The number one city on Walk Score's list is no big shocker: New York City. But some of the other cities in the top 10 are more surprising — would you have guessed Miami, Florida to be an especially walkable place? Below is the full list, along with each city's walk score rating. 

1. New York (Walk Score: 87.6)
2. San Francisco (Walk Score: 83.9)
3. Boston (Walk Score: 79.5)
4. Philadelphia (Walk Score: 76.5)
5. Miami (Walk Score: 75.6)
6. Chicago (Walk Score: 74.8)
7. Washington, D.C. (Walk Score: 74.1)
8. Seattle (Walk Score: 70.8)
9. Oakland (Walk Score: 68.5)
10. Baltimore (Walk Score: 66.2) 

On Walk Score's website, you can also find lists of the most walkable neighborhoods within each of these cities. For NYC, top hoods include Chinatown, Little Italy, SoHo and Greenwich Village. In San Francisco, Chinatown, Downtown and the Financial District top the list. 

Research has shown that living in walkable neighborhoods and places with good public transit makes citizens happier and healthier. The average resident of a highly walkable neighborhood weighs eight pounds less than someone who lives among sprawl. “For decades, Americans have tended to drive more every year, but that’s changing," Walk Score CEO Josh Herst said. 
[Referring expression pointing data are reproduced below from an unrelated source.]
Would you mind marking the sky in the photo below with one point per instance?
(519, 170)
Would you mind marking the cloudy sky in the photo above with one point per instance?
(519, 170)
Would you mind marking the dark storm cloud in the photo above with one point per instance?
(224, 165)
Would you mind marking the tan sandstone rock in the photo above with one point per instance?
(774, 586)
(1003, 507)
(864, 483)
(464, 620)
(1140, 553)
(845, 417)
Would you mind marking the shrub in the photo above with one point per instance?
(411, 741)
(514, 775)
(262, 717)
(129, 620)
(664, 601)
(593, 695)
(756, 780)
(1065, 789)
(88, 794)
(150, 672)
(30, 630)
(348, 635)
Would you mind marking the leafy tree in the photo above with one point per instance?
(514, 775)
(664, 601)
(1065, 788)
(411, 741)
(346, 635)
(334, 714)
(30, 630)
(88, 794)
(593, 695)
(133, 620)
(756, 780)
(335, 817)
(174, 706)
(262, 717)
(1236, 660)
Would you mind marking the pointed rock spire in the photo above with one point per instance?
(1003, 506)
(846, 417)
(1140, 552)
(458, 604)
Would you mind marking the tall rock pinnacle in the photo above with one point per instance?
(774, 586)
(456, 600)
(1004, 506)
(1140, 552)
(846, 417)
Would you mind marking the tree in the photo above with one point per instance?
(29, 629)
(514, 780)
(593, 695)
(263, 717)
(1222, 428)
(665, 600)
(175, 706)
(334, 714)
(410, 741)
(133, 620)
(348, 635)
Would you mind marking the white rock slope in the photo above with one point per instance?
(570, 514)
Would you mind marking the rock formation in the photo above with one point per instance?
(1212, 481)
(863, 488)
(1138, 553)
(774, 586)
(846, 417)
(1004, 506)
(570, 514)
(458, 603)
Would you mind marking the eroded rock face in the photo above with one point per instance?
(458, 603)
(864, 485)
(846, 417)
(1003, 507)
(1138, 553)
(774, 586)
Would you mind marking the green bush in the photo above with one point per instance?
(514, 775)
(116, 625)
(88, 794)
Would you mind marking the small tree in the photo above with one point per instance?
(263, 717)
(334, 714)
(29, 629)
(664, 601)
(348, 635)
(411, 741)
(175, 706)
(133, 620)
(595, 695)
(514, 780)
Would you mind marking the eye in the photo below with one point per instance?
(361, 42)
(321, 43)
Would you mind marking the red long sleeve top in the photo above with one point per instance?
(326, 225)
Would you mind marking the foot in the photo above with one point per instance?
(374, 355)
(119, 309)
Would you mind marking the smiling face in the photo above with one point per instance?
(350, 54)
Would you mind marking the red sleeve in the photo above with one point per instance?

This holds especially true for Millennials, according to Walk Score. When deciding where to live, 70 percent said walkability was an important or even vital factor. One third said they would pay higher rents in order to live in a place where it's possible to walk to work, shops, and restaurants (one would also assume bars, too). There's also been a large drop in the percentage of 16- to 39-year-olds getting their driver's licenses.